Detect when the failure happens and retry
Sometimes it’s possible for the code itself to immediately recognize when the intermittent problem has occurred. This is common when calling external APIs which occasionally fail; either the API returns an error code and message, or a timeout occurs. Sometimes the intermittent failure can be overcome by having the code retry the operation which failed. Often retries are done with an exponential backoff delay, i.e. waiting an amount of time that increases exponentially to give the external system more time to recover so that the next operation succeeds.
This approach may not work due to the nature of the operation which fails. If it is a read-only operation, then it is usually worth a try. But if the operation writes data, or changes state, then it is much harder to retry, because you first have to determine where in the write process or state updating process the failure occurred; a partial write or update may have been done. It may not always be possible to retry an intermittent failure.

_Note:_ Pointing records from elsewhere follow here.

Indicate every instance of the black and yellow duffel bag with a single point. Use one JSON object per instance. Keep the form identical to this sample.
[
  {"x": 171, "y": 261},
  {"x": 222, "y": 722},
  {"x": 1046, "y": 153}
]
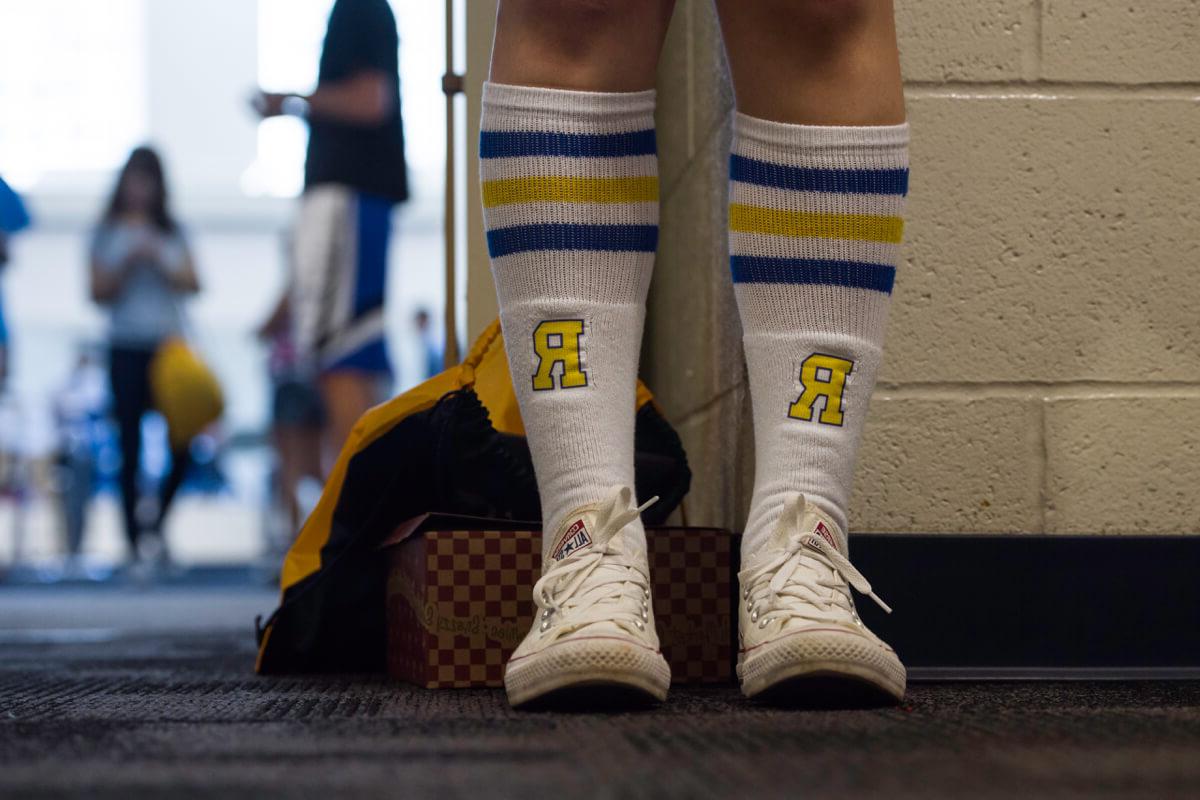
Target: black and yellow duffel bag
[{"x": 453, "y": 444}]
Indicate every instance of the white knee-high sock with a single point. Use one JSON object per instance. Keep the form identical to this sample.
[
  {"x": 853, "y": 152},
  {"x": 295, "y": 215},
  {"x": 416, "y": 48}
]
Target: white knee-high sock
[
  {"x": 815, "y": 229},
  {"x": 570, "y": 203}
]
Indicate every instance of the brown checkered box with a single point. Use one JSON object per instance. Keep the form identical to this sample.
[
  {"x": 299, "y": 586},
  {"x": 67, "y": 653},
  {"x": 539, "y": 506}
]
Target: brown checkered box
[{"x": 460, "y": 600}]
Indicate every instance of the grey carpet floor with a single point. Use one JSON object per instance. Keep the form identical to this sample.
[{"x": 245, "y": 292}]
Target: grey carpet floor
[{"x": 183, "y": 716}]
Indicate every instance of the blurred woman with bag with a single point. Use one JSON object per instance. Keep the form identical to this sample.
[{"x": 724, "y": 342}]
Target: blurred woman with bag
[{"x": 142, "y": 271}]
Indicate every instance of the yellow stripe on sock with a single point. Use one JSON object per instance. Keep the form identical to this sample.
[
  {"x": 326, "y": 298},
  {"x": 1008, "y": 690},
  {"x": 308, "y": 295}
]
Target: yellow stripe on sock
[
  {"x": 570, "y": 190},
  {"x": 861, "y": 227}
]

Detect the failure later and repair the state
Sometimes it is not possible to detect and fix the problem in real time, but it can be done later, if the input data is still available. This is actually a somewhat common approach when dealing with databases: you write a “database consistency” job which scans the database and fixes missing data or inconsistent state information, and then run this job every hour, day, or week. Some may consider this to be giving up, but it may be the most cost effective way of solving the problem.

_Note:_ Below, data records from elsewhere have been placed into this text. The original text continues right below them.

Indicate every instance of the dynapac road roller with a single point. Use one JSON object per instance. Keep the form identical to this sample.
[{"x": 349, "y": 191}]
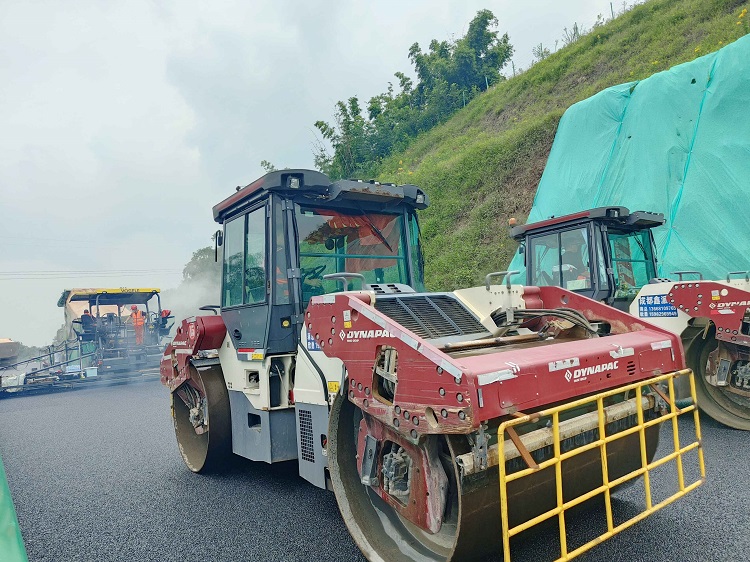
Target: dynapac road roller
[{"x": 445, "y": 423}]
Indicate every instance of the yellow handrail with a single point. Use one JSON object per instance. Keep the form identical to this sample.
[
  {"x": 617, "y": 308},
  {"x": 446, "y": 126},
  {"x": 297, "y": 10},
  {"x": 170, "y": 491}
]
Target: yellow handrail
[{"x": 601, "y": 443}]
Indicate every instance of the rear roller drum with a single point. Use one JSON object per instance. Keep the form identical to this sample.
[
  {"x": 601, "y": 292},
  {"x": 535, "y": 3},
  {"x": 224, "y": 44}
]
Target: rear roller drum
[
  {"x": 202, "y": 423},
  {"x": 721, "y": 404},
  {"x": 469, "y": 509}
]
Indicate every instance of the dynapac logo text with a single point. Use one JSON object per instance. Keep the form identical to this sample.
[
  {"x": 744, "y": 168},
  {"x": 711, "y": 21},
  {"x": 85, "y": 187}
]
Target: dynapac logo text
[
  {"x": 356, "y": 335},
  {"x": 583, "y": 373}
]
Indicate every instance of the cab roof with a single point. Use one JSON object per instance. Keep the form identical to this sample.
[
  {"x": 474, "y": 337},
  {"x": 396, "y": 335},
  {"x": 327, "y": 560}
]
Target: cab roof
[
  {"x": 315, "y": 187},
  {"x": 620, "y": 217}
]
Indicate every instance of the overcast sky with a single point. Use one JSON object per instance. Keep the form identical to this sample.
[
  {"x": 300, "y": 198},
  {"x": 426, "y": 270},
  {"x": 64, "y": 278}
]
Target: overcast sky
[{"x": 122, "y": 123}]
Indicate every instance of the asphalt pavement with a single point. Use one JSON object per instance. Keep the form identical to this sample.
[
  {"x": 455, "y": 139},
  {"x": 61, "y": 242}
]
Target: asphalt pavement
[{"x": 95, "y": 475}]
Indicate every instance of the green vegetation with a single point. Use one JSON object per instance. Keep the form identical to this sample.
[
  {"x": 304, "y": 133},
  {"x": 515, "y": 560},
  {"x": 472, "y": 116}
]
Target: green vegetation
[
  {"x": 482, "y": 166},
  {"x": 450, "y": 73}
]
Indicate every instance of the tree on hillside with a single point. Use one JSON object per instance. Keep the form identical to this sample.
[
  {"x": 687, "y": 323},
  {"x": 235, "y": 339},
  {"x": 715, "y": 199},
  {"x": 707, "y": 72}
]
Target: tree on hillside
[
  {"x": 450, "y": 74},
  {"x": 474, "y": 61}
]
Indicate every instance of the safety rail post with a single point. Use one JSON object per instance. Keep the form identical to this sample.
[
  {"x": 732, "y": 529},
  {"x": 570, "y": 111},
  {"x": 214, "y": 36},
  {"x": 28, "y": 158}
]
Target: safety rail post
[
  {"x": 605, "y": 467},
  {"x": 644, "y": 453},
  {"x": 558, "y": 482},
  {"x": 696, "y": 419},
  {"x": 676, "y": 434}
]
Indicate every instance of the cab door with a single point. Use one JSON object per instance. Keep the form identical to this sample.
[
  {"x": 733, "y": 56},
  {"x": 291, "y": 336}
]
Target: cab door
[{"x": 245, "y": 287}]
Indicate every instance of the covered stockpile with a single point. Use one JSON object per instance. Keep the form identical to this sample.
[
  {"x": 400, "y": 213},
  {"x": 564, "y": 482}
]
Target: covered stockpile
[{"x": 676, "y": 143}]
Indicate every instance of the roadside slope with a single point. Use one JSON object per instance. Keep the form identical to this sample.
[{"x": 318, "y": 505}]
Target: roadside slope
[{"x": 483, "y": 166}]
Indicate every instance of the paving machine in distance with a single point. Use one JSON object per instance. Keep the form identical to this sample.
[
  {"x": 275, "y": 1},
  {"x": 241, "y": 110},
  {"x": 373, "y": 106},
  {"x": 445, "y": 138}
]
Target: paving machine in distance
[
  {"x": 122, "y": 343},
  {"x": 445, "y": 423},
  {"x": 608, "y": 254}
]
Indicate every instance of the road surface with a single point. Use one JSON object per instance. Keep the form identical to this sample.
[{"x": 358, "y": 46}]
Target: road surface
[{"x": 96, "y": 475}]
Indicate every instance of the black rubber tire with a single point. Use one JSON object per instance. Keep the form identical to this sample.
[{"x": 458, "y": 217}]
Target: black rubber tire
[
  {"x": 210, "y": 451},
  {"x": 712, "y": 400}
]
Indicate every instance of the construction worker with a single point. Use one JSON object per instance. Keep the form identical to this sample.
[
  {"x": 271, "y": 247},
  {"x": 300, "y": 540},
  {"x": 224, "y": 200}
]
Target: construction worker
[{"x": 138, "y": 318}]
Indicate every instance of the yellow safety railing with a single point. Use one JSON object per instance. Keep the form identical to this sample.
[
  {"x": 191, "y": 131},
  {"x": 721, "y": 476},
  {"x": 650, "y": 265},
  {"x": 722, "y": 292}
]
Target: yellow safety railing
[{"x": 601, "y": 443}]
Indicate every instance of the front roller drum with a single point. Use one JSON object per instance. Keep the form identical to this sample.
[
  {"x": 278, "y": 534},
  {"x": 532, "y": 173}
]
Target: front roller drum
[
  {"x": 471, "y": 527},
  {"x": 729, "y": 408},
  {"x": 202, "y": 420}
]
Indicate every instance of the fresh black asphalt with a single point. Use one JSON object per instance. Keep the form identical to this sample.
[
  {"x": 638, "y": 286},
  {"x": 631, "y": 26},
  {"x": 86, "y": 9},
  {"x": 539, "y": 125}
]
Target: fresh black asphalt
[{"x": 96, "y": 476}]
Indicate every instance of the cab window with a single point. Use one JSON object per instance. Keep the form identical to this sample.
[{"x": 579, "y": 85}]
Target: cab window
[
  {"x": 561, "y": 259},
  {"x": 372, "y": 244},
  {"x": 244, "y": 268},
  {"x": 632, "y": 261}
]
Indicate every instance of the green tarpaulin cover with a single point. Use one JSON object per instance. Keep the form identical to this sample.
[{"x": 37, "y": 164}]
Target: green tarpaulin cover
[{"x": 676, "y": 143}]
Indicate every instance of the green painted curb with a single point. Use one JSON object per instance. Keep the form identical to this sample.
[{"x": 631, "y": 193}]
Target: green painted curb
[{"x": 11, "y": 542}]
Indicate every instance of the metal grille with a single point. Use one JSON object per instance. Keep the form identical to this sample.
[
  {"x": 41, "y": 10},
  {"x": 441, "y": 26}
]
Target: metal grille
[
  {"x": 430, "y": 316},
  {"x": 307, "y": 443}
]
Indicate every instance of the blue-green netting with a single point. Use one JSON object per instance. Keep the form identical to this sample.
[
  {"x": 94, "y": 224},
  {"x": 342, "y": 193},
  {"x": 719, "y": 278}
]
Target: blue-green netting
[{"x": 676, "y": 143}]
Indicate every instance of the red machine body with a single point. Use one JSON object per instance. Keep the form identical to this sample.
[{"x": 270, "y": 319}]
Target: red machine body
[
  {"x": 194, "y": 334},
  {"x": 444, "y": 392}
]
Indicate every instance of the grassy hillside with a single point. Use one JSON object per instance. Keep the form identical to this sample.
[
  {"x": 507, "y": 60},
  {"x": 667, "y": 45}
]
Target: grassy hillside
[{"x": 483, "y": 166}]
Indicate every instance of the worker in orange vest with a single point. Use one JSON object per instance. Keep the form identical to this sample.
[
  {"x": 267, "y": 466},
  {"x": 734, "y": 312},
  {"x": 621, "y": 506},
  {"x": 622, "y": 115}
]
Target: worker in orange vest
[{"x": 138, "y": 318}]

Try a completely different approach
Usually the intermittent problem can be isolated to a particular section of the code. One possible solution may be to rewrite this section of code by taking a completely different approach. Maybe the ordering of events can be changed, or the code can be rewritten in a pure functional style, or a different methodology can be implemented for code which runs concurrently. If there is a reliance on an external library, and a suspicion that the problem may reside in that library, replacing the library may actually be the true solution to the problem. This tactic may take a while to implement, and may not solve the problem, so these downsides need to be considered before embarking on this path.
Live with it
Not every problem makes economic sense to resolve. If the impact of the problem is minor, and it cannot be found and fixed after spending some time trying the various approaches described above, it might be best just to live with the deficiency. There may be other bugs or new features which users would prefer to see addressed with the time that would otherwise be spent solving the intermittent problem.